= Cincinnati Jug Band =

American jug band

The Cincinnati Jug Band was an American jug band formed in Cincinnati, Ohio in the 1920s. Much of the information concerning the involved musicians' personal background is obscured; however, the group is still remembered for being one of the earliest recorded jug bands of the era. The band recorded various sides for Vocalion, Paramount, and Decca under both the Cincinnati Jug Band and as solo artists, some of which have been preserved in several compilation albums.
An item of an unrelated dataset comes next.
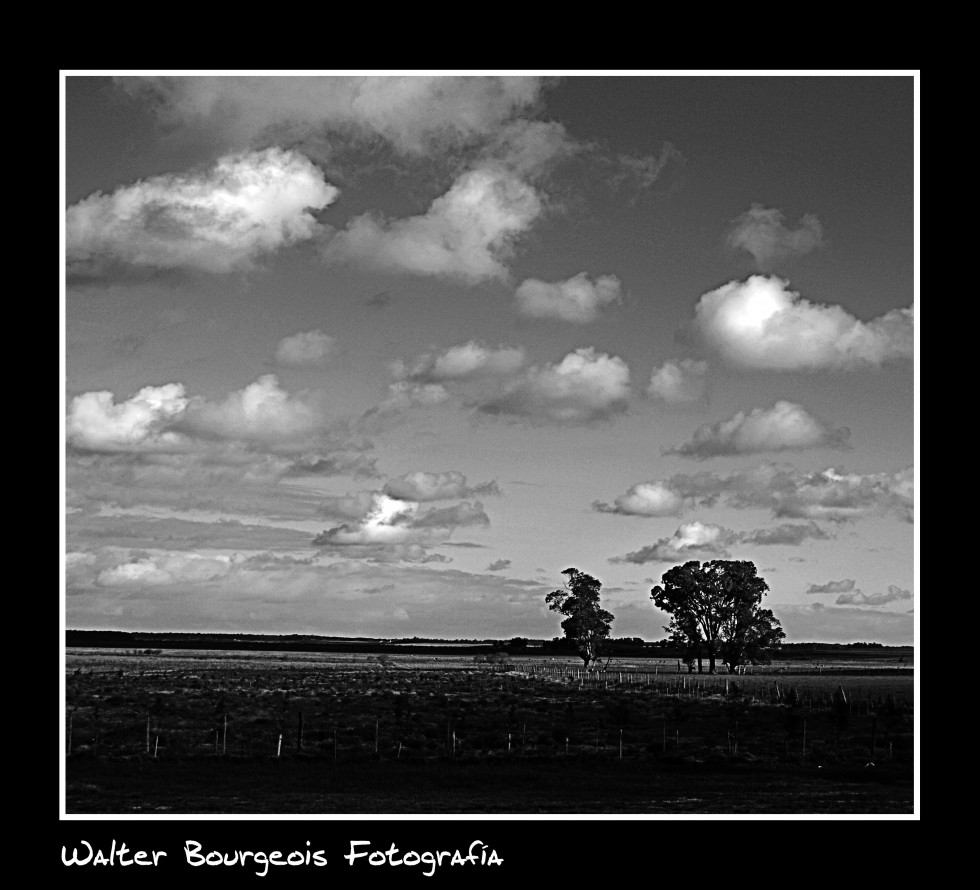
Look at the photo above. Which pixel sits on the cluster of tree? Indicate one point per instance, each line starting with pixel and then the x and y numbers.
pixel 716 611
pixel 715 608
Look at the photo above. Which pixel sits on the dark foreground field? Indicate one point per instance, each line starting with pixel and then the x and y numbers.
pixel 170 733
Formed on George Street in Cincinnati's red-light district sometime during the late-1920s, the band was composed of two brothers: Bob Coleman (guitar, vocals) and Walter Coleman (harmonica, vocals). The Coleman brothers, who both originated from Georgia, became popular fixtures on the street, and were accompanied by multi-instrumentalist Stovepipe No. 1 (real name Sam Jones). In May 1928, Bob Coleman, under the name "Kid Cole", traveled with Stovepipe No. 1 to Chicago to record four sides for Vocalion Records. When he returned to Chicago in January 1929, Coleman brought both Walter and Stovepipe No. 1 to record four additional sides: two credited to the Cincinnati Jug Band and the remainder to Bob Coleman. The songs – "Newport Blues", "George Street Stomp", "Tear It Down", and "Cincinnati Underworld"—are among the most rarest of all jug band recordings and remain prized among record collectors. Speaking on the uniqueness of the group in view of the era, Henry Vestine of Canned Heat wrote that the Cincinnati Jug Band was "the only country-oriented jug band recording known by a non-southern based group".
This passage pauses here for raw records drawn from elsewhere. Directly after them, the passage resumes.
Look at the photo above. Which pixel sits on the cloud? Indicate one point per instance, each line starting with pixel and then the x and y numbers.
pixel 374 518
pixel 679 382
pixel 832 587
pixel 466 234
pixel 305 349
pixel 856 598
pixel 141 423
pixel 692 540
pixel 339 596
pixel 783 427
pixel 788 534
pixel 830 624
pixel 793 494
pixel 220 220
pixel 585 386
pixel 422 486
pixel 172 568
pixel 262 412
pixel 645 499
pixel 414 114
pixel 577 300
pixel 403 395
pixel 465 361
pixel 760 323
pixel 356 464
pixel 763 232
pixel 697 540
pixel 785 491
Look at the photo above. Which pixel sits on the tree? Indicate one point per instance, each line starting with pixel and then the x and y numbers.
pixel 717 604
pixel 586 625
Among the tunes, "Newport Blues" has since become the Cincinnati Jug Band's best-known recording. A references to Newport, Kentucky, a city frequented by Cincinnati musicians, the song features a variation of sounds on the stovepipe, performed by Jones. Some discographies theorize that Jones did not record the stovepipe alone, but was possibly accompanied by an unknown washboard player. "Newport Blues" first received wider notice on the compilation album Anthology of American Folk Music, in 1952. Anthology producer Harry Smith wrote "the line played by the jug in this recording seems to represent an earlier and more inland style than the evenly spaced bass chords heard on recordings made in Memphis". The song also appears on Complete Recordings of Bob Coleman's Cincinnati Jug Band and Associates, Before the Blues, Volume 1, and Ruckus Juice & Chittlins, The Great Jug Bands, Volume 1.

In June 1929, Bob Coleman ventured solo to Richmond, Indiana, to record for Paramount the tune, "Sing Song Blues". The brothers recorded two final times in February and June 1936 in Chicago, completing seven sides for the Decca label. A few mere months after their final recording session, Walter Coleman was listed as dead at the age of 29 in a Cincinnati obituary, and, although no official cause of death was listed, it is suspected he was murdered while performing in a venue on George Street. Bob Coleman retired from music and died in 1966. Stovepipe No. 1 recorded with the King David Jug Band in December 1930; however, he disappeared from the public eye thereafter.